Zet je jezelf niet enorm onder druk op die manier?

Cuarón: Jazeker, maar dat is net de kick. Aangezien ik een soort update met moderne, flexibele camera’s van La Battaglia di Algeri voor ogen had, wilde ik er geen enkel montage-effect in. Ik wilde momenten van waarheid vastleggen, getuigenis afleggen met mijn camera, alsof ik journalist was in een fictieve conflictzone. Eigenlijk is de film opgevat als één lang uitgesponnen newsreel, gezien vanuit het standpunt van één personage, dat van Clive Owen.

Die niet bepaald een stoere actieheld blijkt.

Cuarón: Hij is een Alleman, een saaie mus, een toevallige getuige die plots te midden van de actie wordt gedropt en tegen wil en dank de bodyguard wordt van de enige zwangere vrouw op een compleet onvruchtbare planeet. Geef toe: er zijn aantrekkelijker jobs. (lacht)

De film eindigt behoorlijk dubbelzinnig.

Cuarón: Ik geloof niet in cinema die eindigt wanneer het licht weer aangaat. Dan mag het pas beginnen. Deze film gaat over hoop, maar dat is iets wat je de kijker niet kunt opdringen – tenzij misschien met violen en zo’n fade-out waarbij iedereen mekaar begint te knuffelen. Maar in zo’n hypocriete Hollywood-bullshit had ik écht geen zin. Deze film houdt de vinger aan de pols van de sombere wereld waarin we leven en biedt een vaag optimisme, een mogelijkheid tot hoop. Wat je daar verder mee doet, is volledig aan jou. Sommigen vinden het einde cynisch en deprimerend, anderen zien er zelfs een katholieke parabel in. De enige rode draad die ik kan bespeuren, is dat oudere kijkers het eerder een pessimistische film vinden, terwijl het jongeren net hoopvol stemt.

Hoe verklaar je dat?

Cuarón: De oudere generaties stammen nog uit het tijdperk van de ideologieën, toen de maatschappij nog werd bestuurd door archaïsche samenlevingsmodellen en godsdienst. De jongeren zijn geboren toen de boel toch allang naar de kloten was. Zij hebben geen andere keuze dan de wereld te willen veranderen en optimistisch te zijn. Ze moeten wel, uit overlevingsdrang. En ze herkennen in deze film ook hun eigen leefwereld, met al zijn littekens. Jongeren zijn vandaag steeds vaker gedwongen op de afvalbelt en in de kooien van de oudere generaties te leven. Die hebben het milieu om zeep geholpen en zich kapot geconsumeerd, maar de rotzooi en de ellende is wel voor de jongeren. En dan loopt zo’n Tony Blair maar te zeiken over het feit dat de jeugd geen respect meer heeft. Waarvoor zouden ze nog respect moeten hebben? Dat al die politieke leiders eerst zelf eens het goeie voorbeeld geven.

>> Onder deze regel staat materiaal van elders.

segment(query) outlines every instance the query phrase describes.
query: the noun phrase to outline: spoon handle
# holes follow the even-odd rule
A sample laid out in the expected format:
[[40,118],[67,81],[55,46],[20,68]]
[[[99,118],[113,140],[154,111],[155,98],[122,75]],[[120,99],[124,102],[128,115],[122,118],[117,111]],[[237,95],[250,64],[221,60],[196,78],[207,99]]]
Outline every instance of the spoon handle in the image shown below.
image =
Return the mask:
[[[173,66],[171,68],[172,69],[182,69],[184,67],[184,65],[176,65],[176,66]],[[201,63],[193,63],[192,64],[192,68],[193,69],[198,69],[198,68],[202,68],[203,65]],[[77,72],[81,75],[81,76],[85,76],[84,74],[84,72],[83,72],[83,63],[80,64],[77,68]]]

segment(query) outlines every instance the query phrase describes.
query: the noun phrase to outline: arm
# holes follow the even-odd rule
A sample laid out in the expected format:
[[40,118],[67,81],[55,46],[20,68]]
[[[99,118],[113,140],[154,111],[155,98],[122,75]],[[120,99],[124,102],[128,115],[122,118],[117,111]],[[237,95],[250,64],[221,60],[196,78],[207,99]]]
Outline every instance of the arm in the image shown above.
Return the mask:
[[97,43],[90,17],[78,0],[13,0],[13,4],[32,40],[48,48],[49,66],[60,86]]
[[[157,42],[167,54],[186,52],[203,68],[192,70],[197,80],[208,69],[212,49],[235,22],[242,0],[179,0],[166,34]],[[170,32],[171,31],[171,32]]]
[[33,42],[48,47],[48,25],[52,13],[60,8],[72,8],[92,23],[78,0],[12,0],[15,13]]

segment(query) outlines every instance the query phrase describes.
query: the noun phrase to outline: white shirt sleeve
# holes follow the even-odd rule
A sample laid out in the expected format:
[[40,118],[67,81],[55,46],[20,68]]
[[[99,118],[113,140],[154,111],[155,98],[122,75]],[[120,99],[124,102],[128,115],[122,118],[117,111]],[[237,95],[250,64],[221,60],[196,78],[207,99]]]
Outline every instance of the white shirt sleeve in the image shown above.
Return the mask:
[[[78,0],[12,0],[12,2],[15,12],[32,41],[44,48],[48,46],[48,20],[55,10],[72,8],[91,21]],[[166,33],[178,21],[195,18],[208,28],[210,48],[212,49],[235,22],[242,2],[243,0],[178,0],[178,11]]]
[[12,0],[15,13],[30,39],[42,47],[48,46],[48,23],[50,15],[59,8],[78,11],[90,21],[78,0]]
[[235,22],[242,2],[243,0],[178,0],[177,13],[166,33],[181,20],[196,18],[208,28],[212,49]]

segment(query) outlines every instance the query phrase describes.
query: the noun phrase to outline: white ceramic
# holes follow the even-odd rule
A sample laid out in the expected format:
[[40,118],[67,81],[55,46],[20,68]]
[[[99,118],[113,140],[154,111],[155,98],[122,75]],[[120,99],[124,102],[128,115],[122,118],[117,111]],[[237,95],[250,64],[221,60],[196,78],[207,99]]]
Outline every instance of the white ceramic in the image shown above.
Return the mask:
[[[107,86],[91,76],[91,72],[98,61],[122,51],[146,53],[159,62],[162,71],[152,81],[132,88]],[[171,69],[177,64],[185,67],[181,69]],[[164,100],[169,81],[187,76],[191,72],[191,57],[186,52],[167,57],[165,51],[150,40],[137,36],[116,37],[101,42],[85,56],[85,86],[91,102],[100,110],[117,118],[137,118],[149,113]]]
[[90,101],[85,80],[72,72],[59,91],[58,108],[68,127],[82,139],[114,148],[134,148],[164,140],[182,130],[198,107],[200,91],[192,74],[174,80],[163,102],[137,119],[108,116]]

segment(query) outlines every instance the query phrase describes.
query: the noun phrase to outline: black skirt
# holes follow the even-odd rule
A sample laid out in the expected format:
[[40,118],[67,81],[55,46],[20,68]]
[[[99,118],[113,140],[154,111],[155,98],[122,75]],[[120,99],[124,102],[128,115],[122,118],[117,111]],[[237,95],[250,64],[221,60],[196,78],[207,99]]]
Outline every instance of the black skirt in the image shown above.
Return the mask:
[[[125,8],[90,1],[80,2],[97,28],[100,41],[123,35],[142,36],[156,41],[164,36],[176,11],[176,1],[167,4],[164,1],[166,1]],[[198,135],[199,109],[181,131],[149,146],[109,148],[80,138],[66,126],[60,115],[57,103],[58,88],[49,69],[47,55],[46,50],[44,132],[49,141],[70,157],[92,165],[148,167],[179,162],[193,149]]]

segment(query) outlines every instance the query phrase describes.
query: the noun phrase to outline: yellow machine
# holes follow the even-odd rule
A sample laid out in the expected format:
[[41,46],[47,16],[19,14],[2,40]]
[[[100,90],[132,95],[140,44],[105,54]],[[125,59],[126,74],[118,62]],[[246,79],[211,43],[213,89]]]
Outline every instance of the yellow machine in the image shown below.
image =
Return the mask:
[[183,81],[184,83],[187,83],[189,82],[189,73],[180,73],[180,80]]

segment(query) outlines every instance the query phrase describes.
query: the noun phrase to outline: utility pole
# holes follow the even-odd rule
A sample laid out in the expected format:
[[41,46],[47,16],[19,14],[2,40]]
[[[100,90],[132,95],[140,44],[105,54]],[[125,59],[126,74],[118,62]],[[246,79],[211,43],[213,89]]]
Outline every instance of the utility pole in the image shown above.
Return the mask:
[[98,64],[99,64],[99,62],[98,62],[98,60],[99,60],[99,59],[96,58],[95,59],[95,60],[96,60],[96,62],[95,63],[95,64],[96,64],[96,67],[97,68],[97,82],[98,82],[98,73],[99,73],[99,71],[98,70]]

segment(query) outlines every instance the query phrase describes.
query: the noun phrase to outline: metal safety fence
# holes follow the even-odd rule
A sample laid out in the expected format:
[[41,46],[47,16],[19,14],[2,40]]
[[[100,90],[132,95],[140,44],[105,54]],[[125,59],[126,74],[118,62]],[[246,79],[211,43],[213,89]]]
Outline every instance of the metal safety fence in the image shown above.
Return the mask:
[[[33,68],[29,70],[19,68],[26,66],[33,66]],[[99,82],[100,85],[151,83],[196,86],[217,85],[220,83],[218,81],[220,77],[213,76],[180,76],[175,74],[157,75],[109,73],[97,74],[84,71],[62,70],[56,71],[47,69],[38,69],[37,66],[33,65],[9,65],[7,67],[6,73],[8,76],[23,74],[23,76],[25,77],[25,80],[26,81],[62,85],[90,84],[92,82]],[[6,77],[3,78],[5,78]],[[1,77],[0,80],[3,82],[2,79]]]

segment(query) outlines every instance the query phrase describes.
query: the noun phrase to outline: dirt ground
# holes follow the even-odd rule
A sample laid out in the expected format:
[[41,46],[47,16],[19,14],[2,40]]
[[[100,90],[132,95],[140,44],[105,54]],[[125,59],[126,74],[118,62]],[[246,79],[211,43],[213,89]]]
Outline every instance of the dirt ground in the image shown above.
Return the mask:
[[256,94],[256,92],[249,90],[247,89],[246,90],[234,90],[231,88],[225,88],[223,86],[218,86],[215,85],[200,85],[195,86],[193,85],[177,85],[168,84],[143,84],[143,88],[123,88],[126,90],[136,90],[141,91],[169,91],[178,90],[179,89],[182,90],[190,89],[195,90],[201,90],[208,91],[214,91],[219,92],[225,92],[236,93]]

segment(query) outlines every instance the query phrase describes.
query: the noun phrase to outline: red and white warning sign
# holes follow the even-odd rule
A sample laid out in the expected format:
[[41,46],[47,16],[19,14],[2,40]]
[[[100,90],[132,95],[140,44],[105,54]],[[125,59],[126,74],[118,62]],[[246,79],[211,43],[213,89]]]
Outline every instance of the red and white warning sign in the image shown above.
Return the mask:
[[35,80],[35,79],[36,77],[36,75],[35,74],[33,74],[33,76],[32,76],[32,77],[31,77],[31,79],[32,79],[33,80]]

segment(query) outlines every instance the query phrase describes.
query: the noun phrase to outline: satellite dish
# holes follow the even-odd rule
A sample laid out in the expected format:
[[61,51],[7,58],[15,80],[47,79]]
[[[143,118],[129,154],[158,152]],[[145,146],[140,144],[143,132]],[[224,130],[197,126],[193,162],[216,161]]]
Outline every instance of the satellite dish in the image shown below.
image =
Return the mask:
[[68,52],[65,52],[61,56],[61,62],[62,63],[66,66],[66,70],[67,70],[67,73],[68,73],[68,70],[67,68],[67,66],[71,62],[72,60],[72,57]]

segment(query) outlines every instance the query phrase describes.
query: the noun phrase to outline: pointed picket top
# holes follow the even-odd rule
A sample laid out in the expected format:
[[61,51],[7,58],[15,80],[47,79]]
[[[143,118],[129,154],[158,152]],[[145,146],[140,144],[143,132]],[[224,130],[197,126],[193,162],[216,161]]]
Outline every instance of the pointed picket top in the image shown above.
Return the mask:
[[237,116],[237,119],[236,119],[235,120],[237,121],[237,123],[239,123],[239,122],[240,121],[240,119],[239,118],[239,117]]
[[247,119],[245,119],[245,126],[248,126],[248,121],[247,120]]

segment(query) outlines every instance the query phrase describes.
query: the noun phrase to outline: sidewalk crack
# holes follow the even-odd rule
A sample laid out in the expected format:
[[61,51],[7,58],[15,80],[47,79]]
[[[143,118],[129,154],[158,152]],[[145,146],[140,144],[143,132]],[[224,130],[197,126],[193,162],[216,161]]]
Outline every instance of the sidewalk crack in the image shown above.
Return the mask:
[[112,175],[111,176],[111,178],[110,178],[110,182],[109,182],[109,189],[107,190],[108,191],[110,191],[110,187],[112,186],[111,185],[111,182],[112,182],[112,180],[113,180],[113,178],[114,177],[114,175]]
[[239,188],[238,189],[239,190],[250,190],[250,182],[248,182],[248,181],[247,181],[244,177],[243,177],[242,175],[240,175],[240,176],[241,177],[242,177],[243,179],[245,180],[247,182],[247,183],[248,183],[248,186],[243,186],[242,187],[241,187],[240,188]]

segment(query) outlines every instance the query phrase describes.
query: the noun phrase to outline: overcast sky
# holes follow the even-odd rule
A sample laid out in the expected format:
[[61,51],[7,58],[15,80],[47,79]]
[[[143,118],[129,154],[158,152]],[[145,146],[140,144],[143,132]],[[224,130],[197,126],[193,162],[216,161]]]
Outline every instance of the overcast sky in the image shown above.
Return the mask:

Je bent zo te horen in een rebelse bui. Vandaar dat je na ‘Harry Potter and the Prisoner of Azkaban’ weer eens een kleinere film wilde maken?

Cuarón: Independent, mainstream, sciencefiction… Met labels hou ik me niet bezig. Ik weet alleen dat ik twee Mexicaanse films heb gemaakt, twee Hollywoodfilms en twee Britse. En dan nog. Het belangrijkste is dat ik mijn persoonlijkheid en culturele identiteit in die films kan stoppen.

Over culturele identiteit gesproken: bestaat er zoiets als een Mexican Wave? Met gelauwerde cineasten als jezelf, Alejandro González Iñárritu, Carlos Reygadas, Guillermo del Toro en Amat Escalante boert de Mexicaanse cinema niet slecht de jongste jaren.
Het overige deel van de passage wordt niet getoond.